Mega Man III (Game Boy)

Mega Man III / Rockman World 3 (ロックマンワールド3) - Game Boy, 3DS (1992)

This entry is part 16 of 38 in the series Mega Man

After the problematic outsourcing of Mega Man II, Capcom gave the developmental reins back to Minakuchi Engineering, who would work on the rest of the Game Boy lineup with consistently better results. The story doesn’t try anything fancy, merely having Dr. Wily drilling and drawing energy from the Earth via an off-shore oil platform to power his newly built machines. As usual, it’s four revived Robot Masters standing in the way to Wily’s fortress, only for four more to arrive like the calvary.

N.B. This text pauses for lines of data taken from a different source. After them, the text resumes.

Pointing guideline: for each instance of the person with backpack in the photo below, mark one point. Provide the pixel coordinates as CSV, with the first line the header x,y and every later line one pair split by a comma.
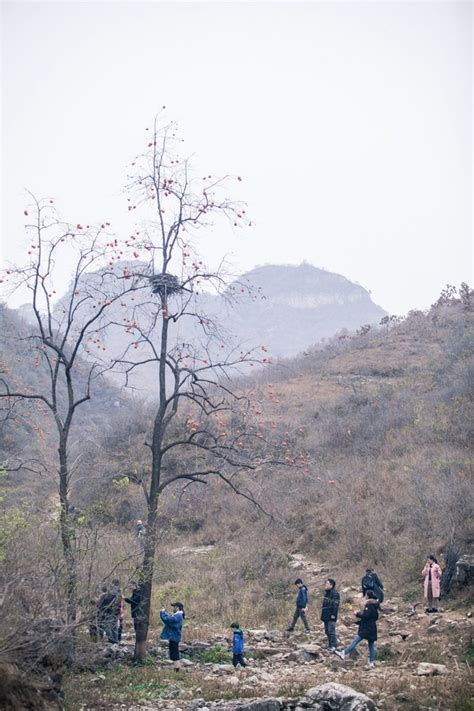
x,y
432,586
237,645
371,581
367,629
301,606
329,612
173,625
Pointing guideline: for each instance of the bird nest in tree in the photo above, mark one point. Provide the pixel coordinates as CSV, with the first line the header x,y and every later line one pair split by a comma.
x,y
165,284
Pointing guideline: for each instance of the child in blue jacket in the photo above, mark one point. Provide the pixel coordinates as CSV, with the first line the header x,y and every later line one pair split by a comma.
x,y
237,645
172,630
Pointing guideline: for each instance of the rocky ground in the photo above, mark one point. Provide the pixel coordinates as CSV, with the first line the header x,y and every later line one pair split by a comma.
x,y
420,666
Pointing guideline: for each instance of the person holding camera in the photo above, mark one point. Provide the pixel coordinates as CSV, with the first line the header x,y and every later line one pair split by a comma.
x,y
173,625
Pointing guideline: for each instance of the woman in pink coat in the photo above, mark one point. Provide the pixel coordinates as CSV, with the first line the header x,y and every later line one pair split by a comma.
x,y
432,573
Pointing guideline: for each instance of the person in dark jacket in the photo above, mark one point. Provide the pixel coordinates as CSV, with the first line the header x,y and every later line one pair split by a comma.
x,y
329,612
367,629
135,602
173,625
107,615
371,581
301,606
237,645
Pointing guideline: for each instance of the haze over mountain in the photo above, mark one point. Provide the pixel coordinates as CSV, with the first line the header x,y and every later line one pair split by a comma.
x,y
298,307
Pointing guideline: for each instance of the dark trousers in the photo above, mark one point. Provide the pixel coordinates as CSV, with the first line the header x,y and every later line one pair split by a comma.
x,y
330,630
299,613
238,659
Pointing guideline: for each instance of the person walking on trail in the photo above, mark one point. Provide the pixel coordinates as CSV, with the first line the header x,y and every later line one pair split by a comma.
x,y
173,625
329,612
301,606
432,587
371,581
136,604
237,646
107,615
367,629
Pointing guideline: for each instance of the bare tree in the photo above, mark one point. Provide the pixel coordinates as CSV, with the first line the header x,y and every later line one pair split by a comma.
x,y
203,425
65,342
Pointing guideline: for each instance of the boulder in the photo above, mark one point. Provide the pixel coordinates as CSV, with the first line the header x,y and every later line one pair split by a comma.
x,y
427,669
310,652
268,704
336,697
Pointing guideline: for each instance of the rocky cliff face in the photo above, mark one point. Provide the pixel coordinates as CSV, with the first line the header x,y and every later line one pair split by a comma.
x,y
286,309
296,307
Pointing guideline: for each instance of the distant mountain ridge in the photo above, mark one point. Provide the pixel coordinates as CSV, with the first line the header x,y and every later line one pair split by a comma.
x,y
300,306
286,308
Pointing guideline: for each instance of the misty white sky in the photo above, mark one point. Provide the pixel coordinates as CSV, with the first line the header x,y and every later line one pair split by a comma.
x,y
350,123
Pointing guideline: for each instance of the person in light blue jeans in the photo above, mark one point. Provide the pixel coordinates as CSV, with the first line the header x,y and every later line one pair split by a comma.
x,y
367,629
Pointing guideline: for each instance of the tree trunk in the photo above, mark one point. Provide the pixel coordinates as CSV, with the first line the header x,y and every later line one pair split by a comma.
x,y
146,576
67,538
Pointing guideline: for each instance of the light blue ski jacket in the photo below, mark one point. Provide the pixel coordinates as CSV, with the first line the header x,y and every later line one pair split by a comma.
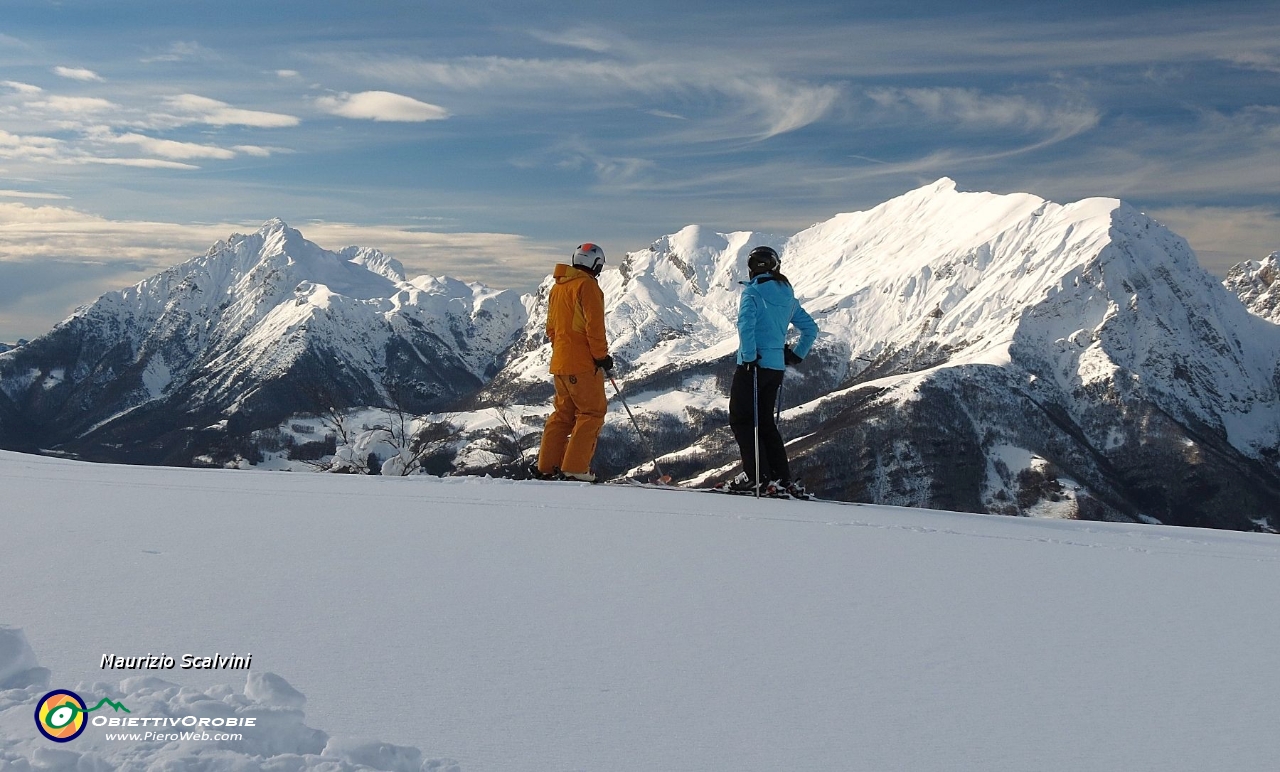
x,y
764,314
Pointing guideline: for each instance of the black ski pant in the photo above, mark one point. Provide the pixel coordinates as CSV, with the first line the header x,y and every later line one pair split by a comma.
x,y
773,455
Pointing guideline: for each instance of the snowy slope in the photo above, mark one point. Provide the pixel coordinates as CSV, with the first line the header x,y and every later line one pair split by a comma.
x,y
531,626
252,328
1257,287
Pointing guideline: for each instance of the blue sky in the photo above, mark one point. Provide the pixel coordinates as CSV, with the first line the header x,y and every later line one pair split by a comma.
x,y
485,140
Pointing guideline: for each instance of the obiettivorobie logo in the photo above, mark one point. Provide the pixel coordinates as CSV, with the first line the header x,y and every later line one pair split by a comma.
x,y
60,715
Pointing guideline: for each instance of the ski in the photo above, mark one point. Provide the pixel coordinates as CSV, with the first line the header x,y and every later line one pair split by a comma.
x,y
653,485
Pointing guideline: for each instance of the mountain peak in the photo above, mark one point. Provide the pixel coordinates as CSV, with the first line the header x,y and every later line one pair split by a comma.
x,y
1257,284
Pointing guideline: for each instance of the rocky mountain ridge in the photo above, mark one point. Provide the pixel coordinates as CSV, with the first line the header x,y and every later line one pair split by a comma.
x,y
978,352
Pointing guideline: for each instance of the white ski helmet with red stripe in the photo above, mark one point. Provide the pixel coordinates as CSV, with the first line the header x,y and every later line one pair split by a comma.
x,y
589,257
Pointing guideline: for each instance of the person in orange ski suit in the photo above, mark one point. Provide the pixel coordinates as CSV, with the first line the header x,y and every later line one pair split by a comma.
x,y
580,357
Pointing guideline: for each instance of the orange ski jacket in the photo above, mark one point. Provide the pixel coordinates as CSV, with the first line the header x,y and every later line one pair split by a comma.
x,y
575,321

The developers finally found their groove with this title, making strides over the earlier stumbling blocks and serving as the engine framework for the rest of the Game Boy games. The sound effects have much more oomph and the sprites are a lot crisper. All the new tilesets take full advantage of the limited shades the system had available, filled with detail even in monochrome. One drawback is that the Robot Master stage music consists of direct downgraded arrangements of the original NES tunes with no surprises in the melodies. There also isn’t a lot of brand-new content aside from the first appearance of the timer bomb platforms. Much like the rest of the Game Boy games, the merging of games slips in mechanics and enemies across each original title. Those tadpole eggs are easy to mow down with Mega Man 4‘s Mega Buster, and those Hammer Joes from Mega Man 3 are prevalent within the later stages. Not to mention the new Wily stages and new Mega Man Killer.

RKN-002 Punk

Possibly the most deadly of the Mega Man Killers. Looking similar to Buzzsaw from Silverhawks, he tosses Screw Crushers like Metal Blades, able to slice Mega Man to ribbons with only a few saws. He then turns into a invulnerable spiked ball to fling himself across the room. His weapon flies in an upward arc in your hands though, making it the perfect tool to defeat the hard to reach Wily Machine weakness in this game. Being a favorite of Inafune, Punk recieved a NetNavi counterpart in Battle Network 3, a rare occurence for a non-Robot Master.

The third portable game also keeps the difficulty the first Game Boy adaption was known for. A lot of the frustration begins with the second half of the game, where bottomless pits and spikes litter most of the levels, where Pop-up or flying enemies have a tendency to knock Mega Man to a plummeting doom. Punk is possibly the toughest Mega Man Killer and he leads right into the lengthy sprawling Wily Marine Fortress that will kill Mega Man through attrition and fatigue with its limited checkpoints.

By now the Game Boy series was falling into a by-the-numbers routine much akin to its bigger brother NES counterparts. Mega Man III suffers from middle-child syndrome, generally lost in the myriad of portable titles and generally forgotten in the popular sense. It’s still a solid effort, though greatly overshadowed by the next two portable games.